В тот день я отвратительно играл в футбол.
И почти не спал ночь.
"Вызвать его на дуэль?.. Господи, какое идиотство!.. Гусары в таких случаях выходили из полка... Застрелиться?"
И я заплакал. Уж очень стало себя жалко.
Эта пощечина была первой и, к счастью, последней в моей жизни.
Отцу я не рассказал о ней.
Я либо читаю, либо пишу стихи. Пишу и читаю днем, ночью, дома и в институте на уроках. Читаю из-под парты, положив себе на колени декадентскую книжку.

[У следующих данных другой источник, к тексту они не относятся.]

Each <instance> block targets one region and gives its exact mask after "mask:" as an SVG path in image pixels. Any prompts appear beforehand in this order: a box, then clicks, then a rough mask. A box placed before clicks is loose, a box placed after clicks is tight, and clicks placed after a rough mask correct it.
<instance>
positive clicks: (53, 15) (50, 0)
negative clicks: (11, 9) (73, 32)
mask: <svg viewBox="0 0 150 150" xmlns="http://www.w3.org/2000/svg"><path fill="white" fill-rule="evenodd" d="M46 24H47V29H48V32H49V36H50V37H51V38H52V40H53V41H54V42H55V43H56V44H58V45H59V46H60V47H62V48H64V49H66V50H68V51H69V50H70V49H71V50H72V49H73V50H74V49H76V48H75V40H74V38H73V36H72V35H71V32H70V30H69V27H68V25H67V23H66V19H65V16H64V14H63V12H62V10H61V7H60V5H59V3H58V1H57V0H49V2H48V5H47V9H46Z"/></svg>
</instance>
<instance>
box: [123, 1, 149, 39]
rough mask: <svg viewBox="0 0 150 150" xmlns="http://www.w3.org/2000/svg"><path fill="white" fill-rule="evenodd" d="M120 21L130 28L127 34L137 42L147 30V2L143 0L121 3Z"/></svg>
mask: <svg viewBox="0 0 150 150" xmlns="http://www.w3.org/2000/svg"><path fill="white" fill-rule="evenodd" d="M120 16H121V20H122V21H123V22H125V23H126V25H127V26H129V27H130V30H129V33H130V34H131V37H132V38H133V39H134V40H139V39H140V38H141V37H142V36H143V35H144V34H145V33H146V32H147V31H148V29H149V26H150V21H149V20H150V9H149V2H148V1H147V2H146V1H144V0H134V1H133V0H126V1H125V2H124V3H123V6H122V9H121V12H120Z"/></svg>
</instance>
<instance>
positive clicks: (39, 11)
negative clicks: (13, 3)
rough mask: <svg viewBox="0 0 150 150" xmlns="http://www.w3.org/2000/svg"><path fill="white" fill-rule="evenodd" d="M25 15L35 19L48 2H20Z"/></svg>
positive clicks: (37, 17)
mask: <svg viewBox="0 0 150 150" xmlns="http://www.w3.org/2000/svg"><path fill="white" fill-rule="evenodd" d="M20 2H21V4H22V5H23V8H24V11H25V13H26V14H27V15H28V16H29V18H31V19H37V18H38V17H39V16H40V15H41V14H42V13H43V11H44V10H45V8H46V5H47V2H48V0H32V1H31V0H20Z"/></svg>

Вслед за мной добрая половина институтцев распевает на все лады Валерия Брюсова:
О, закрой свои бледные ноги!
Писать стихи - это значит еще и бормотать их в самое неподходящее время и в самом неподходящем месте: на улице, за обедом, во время общей молитвы в актовом зале, в уборной и даже стоя в воротах футбольного поля в качестве голкипера.
Вот юродивое сословие эти сочинители рифмованных строк!
В ранней юности над ними измываются приятели, иронизируют трезвые подруги, подтрунивают тети и дяди, смеется хорошенькая горничная; несколько позже сердятся жены, если они из богатого и делового дома. И скажем честно: сердятся на полном основании. Из бормочущего мужа ничего путного не выйдет. Ни вице-губернатора не выйдет, ни председателя Казенной палаты, ни члена правления солидного банка.
Отец, как правило, возвращается из клуба после трех часов ночи. В клубе он бывает ежедневно. Даже после концерта или театра он едет туда "выкурить папироску". Так говорится.
Глубокая ночь.
Я пишу жестокую поэму о своей первой любви. Себя не щажу. В этом суровом приговоре есть доля кокетства. И немалая. Ах, как приятно не щадить себя!
Входит отец.
– Батюшки! А ты все еще не спишь? Ложись, брат, ложись. Завтра рано вставать.
– Я, папа, завтра не пойду в институт.
– Почему?
– Кончаю поэму.
– Ну, как? Вытанцовывается?
– Не знаю. Скоро тебе прочту.
– Жду с нетерпением. Ну, пиши, пиши. Я оставлю Дуняше записку, чтобы тебя не будила.
– Спасибо, папа. Спокойной ночи.
И целую у него руку. А в детстве я любил засыпать, положив себе под голову эту большую ласковую руку, которая не дала мне ни одного шлепка.
Весной меня не допустили к переходным экзаменам: три годовые двойки - по алгебре, по геометрии и по латыни.
"Сел! Второгодник!"
Огорчился я смертельно.
Отец меня утешал:
– Экой вздор! Ну, кончишь институт на год позже. Зато, мой друг, ты написал две поэмы и несколько десятков стихотворений. Из них, по-моему, три-четыре хороших.
Но Дворянский институт мне окончить не довелось. Дела сложились так, что мы должны были осенью того же года уехать из Нижнего.
Отец принял представительство на Пензу и Пензенскую губернию английского акционерного общества "Граммофон" ("Пишущий Амур") с процентами от оборота, довольно значительного, так как общество давало широкий индивидуальный кредит на аппараты и пластинки.